A collection of optimizers for Flax. The repository is open to pull requests.

Installation

You can install this librarie with:

pip install git+https://github.com/nestordemeure/flaxOptimizers.git

Classical optimizers, inherited from the official Flax implementation:

Adafactor A memory efficient optimizer, has been used for large-scale training of attention-based models.
Adagrad Introduces a denominator to SGD so that each parameter has its own learning rate.
Adam The most common stochastic optimizer nowadays.
LAMB Improvement on LARS to makes it efficient across task types.
LARS An optimizer designed for large batch.
Momentum SGD with momentum, optionally Nesterov momentum.
RMSProp Developped to solve Adagrad's diminushing learning rate problem.
SGD The simplest stochastic gradient descent optimizer possible.

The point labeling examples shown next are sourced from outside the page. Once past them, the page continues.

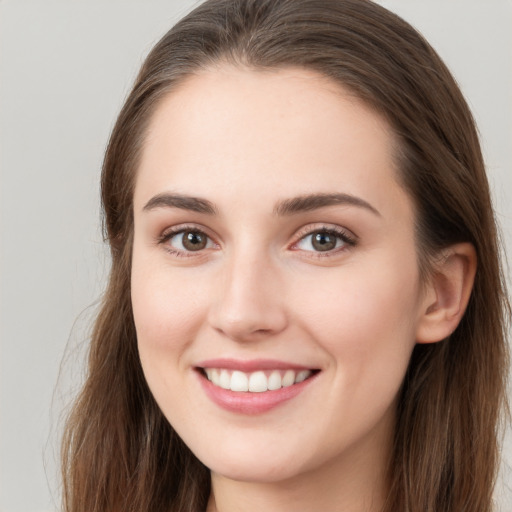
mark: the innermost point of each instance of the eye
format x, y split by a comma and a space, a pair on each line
188, 240
325, 240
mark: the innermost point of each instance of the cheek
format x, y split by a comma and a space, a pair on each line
167, 307
365, 319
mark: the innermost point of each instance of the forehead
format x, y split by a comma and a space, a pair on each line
291, 129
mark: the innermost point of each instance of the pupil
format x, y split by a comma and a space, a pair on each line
193, 241
324, 241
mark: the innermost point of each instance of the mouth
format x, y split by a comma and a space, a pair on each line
253, 387
259, 381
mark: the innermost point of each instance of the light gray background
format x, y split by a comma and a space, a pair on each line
65, 67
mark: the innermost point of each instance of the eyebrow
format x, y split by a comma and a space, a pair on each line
194, 204
283, 208
316, 201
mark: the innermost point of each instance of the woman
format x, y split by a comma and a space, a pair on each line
305, 309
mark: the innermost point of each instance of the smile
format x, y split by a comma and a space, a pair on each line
253, 387
255, 382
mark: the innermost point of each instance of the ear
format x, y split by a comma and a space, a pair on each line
447, 293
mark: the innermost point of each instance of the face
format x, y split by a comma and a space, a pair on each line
275, 283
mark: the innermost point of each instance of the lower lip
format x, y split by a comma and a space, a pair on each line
252, 403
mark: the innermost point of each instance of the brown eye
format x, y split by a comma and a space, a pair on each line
194, 240
188, 240
323, 241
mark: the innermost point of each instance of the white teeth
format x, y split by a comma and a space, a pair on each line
302, 375
288, 379
224, 380
274, 381
239, 381
256, 382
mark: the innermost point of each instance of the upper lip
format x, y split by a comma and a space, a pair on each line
252, 365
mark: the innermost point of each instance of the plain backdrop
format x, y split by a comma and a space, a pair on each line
65, 67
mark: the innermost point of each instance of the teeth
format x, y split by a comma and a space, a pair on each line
288, 379
224, 380
256, 382
274, 381
239, 381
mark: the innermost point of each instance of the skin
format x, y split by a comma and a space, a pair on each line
245, 141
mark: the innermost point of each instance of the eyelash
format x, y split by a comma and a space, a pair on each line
346, 238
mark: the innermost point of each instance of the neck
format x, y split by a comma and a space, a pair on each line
356, 482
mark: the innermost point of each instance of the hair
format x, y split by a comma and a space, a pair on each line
119, 451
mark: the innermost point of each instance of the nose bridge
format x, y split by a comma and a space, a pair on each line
249, 303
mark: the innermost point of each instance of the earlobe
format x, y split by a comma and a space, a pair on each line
448, 293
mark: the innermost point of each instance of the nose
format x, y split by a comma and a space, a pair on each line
250, 304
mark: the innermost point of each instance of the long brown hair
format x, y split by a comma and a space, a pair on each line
119, 452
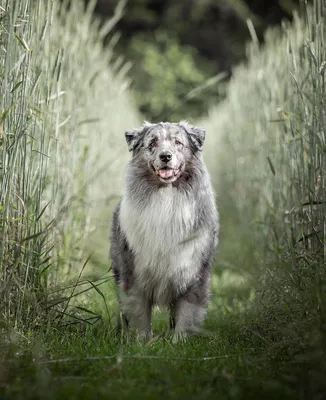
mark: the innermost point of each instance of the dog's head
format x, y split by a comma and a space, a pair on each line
166, 148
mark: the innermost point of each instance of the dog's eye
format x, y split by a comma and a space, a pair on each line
152, 144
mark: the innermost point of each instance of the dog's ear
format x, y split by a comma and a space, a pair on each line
196, 135
132, 138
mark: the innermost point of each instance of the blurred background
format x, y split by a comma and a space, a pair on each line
74, 76
181, 53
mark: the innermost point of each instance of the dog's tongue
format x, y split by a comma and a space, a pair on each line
165, 173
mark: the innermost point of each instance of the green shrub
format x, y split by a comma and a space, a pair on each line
266, 148
63, 114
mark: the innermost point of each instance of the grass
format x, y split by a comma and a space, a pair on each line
230, 362
63, 113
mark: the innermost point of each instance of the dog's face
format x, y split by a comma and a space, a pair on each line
166, 148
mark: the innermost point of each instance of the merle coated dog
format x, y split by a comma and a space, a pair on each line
165, 229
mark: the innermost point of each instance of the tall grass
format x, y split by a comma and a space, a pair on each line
63, 113
267, 148
266, 151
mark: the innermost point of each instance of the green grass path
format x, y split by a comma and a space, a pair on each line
230, 362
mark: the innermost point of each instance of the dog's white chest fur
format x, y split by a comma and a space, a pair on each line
162, 238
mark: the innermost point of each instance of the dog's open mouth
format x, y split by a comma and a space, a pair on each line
168, 173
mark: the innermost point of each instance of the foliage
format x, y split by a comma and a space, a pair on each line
266, 150
63, 113
177, 47
169, 83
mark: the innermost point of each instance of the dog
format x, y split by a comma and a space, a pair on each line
165, 228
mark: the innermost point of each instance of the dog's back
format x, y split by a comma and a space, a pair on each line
164, 232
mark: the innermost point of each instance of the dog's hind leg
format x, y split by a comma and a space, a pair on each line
122, 323
138, 311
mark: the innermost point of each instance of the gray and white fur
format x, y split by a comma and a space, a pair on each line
165, 228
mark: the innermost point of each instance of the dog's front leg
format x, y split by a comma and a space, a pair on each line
189, 318
138, 311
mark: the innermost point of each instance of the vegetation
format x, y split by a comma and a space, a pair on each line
177, 46
265, 333
63, 113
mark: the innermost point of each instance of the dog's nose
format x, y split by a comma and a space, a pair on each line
165, 156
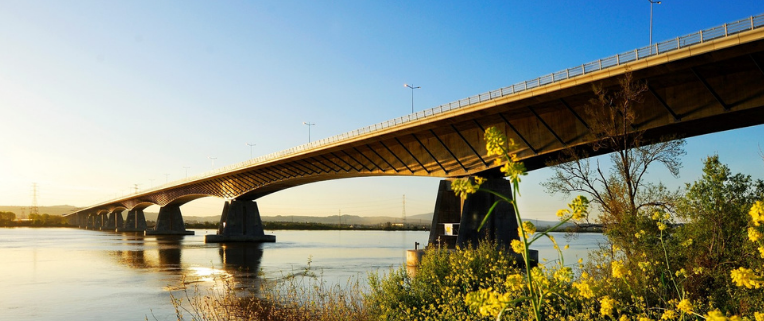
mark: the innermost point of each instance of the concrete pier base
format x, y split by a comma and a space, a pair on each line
135, 222
169, 222
448, 209
465, 216
240, 222
501, 226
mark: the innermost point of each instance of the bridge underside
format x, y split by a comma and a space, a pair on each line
692, 91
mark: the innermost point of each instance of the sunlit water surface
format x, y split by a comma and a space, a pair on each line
73, 274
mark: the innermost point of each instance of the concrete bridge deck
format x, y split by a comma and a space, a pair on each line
705, 82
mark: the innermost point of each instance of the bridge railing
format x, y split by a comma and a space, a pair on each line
725, 30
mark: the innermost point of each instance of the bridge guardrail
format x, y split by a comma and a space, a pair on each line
725, 30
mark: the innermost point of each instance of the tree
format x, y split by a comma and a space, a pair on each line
620, 194
715, 209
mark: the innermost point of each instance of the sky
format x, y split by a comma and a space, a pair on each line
98, 96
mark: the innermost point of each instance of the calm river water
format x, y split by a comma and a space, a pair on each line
73, 274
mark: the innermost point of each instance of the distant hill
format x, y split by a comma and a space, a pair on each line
52, 210
424, 219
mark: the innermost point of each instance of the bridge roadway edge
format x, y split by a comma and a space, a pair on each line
655, 67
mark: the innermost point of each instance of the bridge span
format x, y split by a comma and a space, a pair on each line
708, 81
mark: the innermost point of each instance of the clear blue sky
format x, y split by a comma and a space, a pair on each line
96, 96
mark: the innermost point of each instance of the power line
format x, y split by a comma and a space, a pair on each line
34, 209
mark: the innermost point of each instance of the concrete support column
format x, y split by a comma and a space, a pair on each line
101, 222
135, 222
169, 222
500, 227
448, 209
114, 220
90, 221
240, 222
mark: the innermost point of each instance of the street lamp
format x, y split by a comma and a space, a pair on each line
651, 22
250, 149
308, 124
412, 94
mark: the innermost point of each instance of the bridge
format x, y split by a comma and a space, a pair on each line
708, 81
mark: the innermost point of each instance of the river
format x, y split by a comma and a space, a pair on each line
73, 274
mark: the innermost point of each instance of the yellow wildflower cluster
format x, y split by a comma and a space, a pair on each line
746, 277
495, 142
518, 247
753, 234
488, 302
577, 209
619, 270
606, 306
669, 315
685, 306
757, 213
464, 186
528, 228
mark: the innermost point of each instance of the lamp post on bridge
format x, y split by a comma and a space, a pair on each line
651, 22
308, 124
412, 94
250, 149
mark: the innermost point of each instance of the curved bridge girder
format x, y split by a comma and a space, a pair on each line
701, 89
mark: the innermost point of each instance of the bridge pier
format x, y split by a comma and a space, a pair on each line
135, 222
90, 222
240, 222
114, 220
169, 222
501, 226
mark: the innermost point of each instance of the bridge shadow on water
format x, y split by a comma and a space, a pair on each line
189, 263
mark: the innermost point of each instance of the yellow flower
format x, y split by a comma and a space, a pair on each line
669, 315
529, 229
463, 187
515, 282
745, 277
517, 246
619, 270
684, 306
563, 275
606, 306
753, 234
715, 315
757, 213
513, 170
584, 289
495, 141
579, 207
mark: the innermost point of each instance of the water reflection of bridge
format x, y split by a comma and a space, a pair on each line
164, 254
704, 82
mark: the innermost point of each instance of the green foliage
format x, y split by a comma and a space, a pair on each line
442, 281
716, 210
7, 217
47, 220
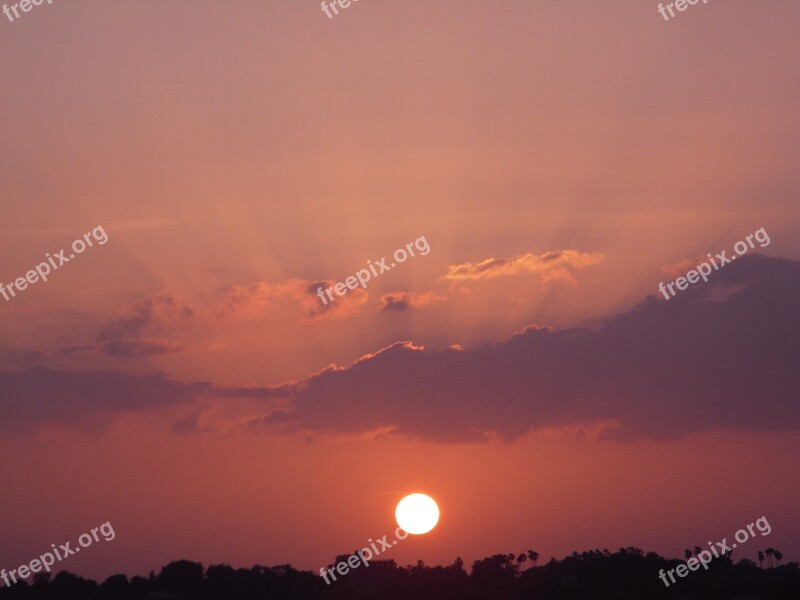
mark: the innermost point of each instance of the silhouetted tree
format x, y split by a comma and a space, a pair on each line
521, 560
534, 556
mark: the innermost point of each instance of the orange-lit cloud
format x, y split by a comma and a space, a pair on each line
402, 301
649, 369
555, 265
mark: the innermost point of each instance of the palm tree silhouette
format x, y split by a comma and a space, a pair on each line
521, 560
770, 553
534, 556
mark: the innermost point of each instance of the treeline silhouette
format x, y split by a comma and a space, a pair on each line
628, 574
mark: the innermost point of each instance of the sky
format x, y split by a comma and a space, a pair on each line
549, 164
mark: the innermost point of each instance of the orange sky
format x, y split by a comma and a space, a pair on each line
238, 154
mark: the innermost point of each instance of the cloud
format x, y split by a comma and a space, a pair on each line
698, 362
131, 334
92, 399
255, 299
550, 266
402, 301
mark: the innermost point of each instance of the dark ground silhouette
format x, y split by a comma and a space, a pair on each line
627, 574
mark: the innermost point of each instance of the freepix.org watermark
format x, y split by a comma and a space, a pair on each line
327, 7
718, 549
42, 270
704, 269
680, 5
23, 5
48, 559
362, 556
361, 278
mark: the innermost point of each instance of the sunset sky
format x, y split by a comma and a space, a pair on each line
185, 382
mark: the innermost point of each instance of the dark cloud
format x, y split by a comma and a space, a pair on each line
131, 335
720, 355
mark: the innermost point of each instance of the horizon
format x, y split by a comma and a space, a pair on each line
266, 271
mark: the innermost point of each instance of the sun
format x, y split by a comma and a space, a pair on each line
417, 514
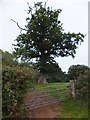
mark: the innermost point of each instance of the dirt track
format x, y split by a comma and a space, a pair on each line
46, 111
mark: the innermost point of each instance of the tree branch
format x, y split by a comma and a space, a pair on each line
18, 25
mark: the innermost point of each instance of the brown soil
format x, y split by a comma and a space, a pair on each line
47, 111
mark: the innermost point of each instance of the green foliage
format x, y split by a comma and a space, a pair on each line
44, 38
81, 74
73, 109
8, 59
76, 70
16, 78
82, 86
15, 84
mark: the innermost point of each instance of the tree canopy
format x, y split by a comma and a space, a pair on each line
44, 37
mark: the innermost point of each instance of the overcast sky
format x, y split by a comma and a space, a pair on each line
74, 17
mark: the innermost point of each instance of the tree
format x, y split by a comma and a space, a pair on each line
44, 38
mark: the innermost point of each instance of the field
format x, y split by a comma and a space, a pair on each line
70, 107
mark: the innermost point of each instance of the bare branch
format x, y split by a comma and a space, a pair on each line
18, 25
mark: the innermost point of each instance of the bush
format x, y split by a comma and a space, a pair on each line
82, 86
15, 83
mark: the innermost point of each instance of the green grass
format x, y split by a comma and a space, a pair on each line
74, 109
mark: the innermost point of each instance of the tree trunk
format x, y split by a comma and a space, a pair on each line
42, 79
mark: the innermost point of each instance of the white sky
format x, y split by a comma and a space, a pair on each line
74, 17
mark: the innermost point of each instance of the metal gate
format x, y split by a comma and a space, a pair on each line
45, 96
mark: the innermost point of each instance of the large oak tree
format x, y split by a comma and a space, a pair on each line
44, 37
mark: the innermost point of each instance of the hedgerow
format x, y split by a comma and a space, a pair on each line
15, 80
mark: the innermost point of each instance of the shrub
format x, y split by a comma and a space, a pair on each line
15, 83
82, 85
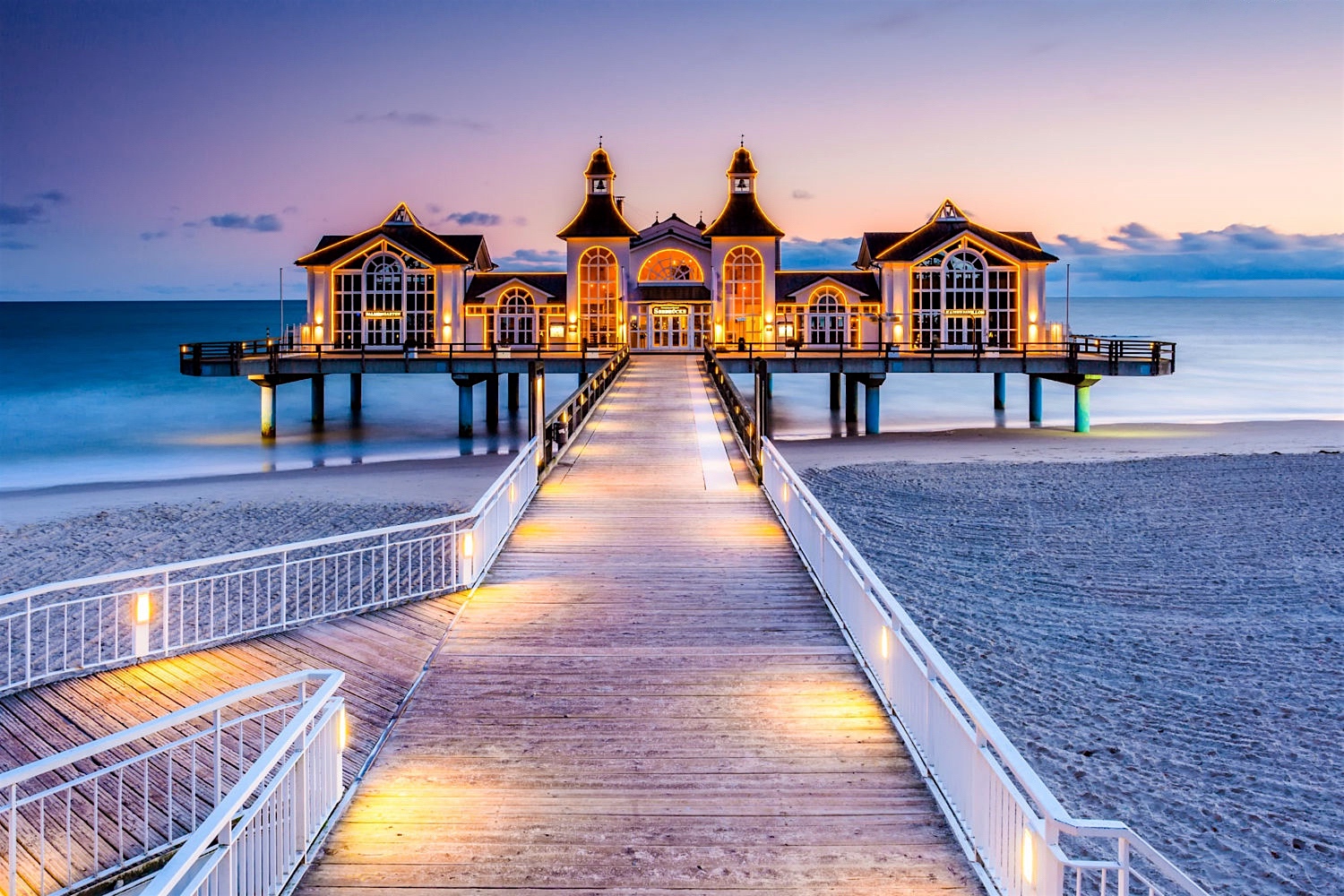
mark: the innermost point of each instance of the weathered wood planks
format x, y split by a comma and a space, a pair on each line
647, 696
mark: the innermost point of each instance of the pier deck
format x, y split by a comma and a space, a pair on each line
647, 694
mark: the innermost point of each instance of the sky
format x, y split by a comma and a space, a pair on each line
194, 150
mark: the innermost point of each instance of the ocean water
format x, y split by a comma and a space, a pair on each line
90, 392
1236, 359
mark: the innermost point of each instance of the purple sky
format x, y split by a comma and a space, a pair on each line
191, 150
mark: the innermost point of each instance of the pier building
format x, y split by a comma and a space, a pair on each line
951, 295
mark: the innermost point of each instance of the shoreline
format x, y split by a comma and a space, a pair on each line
1105, 443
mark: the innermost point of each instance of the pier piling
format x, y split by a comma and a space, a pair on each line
319, 416
492, 403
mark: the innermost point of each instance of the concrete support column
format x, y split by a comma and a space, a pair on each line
873, 406
1082, 403
319, 414
492, 402
268, 410
513, 394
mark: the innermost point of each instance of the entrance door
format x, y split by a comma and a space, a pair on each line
669, 331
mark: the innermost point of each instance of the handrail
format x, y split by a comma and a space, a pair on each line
1010, 820
109, 806
110, 619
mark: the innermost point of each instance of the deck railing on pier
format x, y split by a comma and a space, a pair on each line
1021, 834
234, 788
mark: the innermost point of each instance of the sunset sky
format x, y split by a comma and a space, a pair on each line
193, 150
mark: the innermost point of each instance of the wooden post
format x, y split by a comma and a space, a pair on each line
319, 416
268, 410
492, 402
851, 398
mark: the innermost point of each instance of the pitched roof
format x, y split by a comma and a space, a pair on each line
547, 282
599, 217
403, 228
790, 281
946, 225
742, 217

More arcane first-order optimizers:

AdamHD Uses hypergradient descent to tune its own learning rate. Good at the begining of the training but tends to underperform at the end.
AdamP Corrects premature step-size decay for scale-invariant weights. Useful when a model uses some form of Batch normalization.
LapProp Applies exponential smoothing to update rather than gradient.
MADGRAD Modernisation of the Adagrad family of optimizers, very competitive with Adam.
RAdam Uses a rectified variance estimation to compute the learning rate. Makes training smoother, especially in the first iterations.
RAdamSimplified Warmup strategy proposed to reproduce RAdam's result with a much decreased code complexity.
Ranger Combines look-ahead, RAdam and gradient centralization to try and maximize performances. Designed with picture classification problems in mind.
Ranger21 An upgrade of Ranger that combines adaptive gradient clipping, gradient centralization, positive-negative momentum, norm loss, stable weight-decay, linear learning rate warm up, explore exploite scheduling, lookahead and Adam. It has been designed with transformers in mind.
Sadam Introduces an alternative to the epsilon parameter.

Optimizer wrappers:

WeightNorm Alternative to BatchNormalization, does the weight normalization inside the optimizer which makes it compatible with more models and faster (official Flax implementation)

AdahessianJax contains my implementation of the Adahessian second order optimizer in Flax.
Flax.optim contains a number of optimizer that currently do not appear in the official documentation. They are all included accesible from this librarie.